I am not a Dime a Dozen!

Among my favorite texts to teach every year in AP Literature is Arthur Miller’s Death of a Salesman, which never fails to move me—and even occasionally has the same impact on teenagers who seem a bit more jaded than I am. I’ve had students weep in the last few moments of the play while we read it aloud, when Willy, the protagonist of the play, is confronted by his eldest son Bif.

If you haven’t read or seen the play, do yourself a favor and skip over this clip until you’ve had a chance to do so.

 

Lee Siegel, writing in the New York Time, worries that audiences today might not see the characters the way that Miller intended:

Mr. Miller’s outrage at a capitalist system he wanted to humanize has become our cynical adaptation to a capitalist system we pride ourselves on knowing how to manipulate. For Mr. Miller, Willy’s middle-class dreams put the system that betrayed them to shame. In our current context, Willy’s dreams of love, dignity and community through modest work make him a deluded loser.

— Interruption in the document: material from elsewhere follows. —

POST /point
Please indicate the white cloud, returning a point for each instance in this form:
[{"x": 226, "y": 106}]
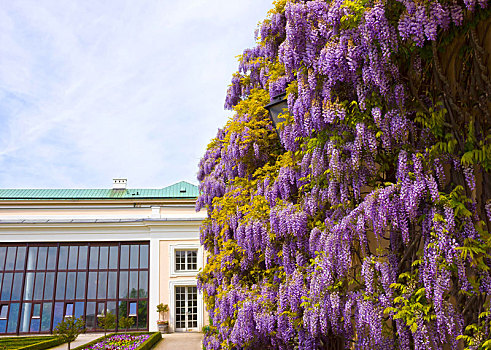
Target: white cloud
[{"x": 92, "y": 90}]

Perhaps there is a simple, unlovely reason “Death of a Salesman” has become such a beloved institution. Instead of humbling its audience through the shock of recognition, the play now confers upon the people who can afford to see it a feeling of superiority — itself a fragile illusion.

I know some students react to the play in the way that Siegel describes, struggling to see him as a tragic figure because his dreams seem so mundane. The play breaks my heart because Willy, flawed though he is, represents values that still awfully important to me—an honest day’s work, building a little something for your family, and hoping for something better.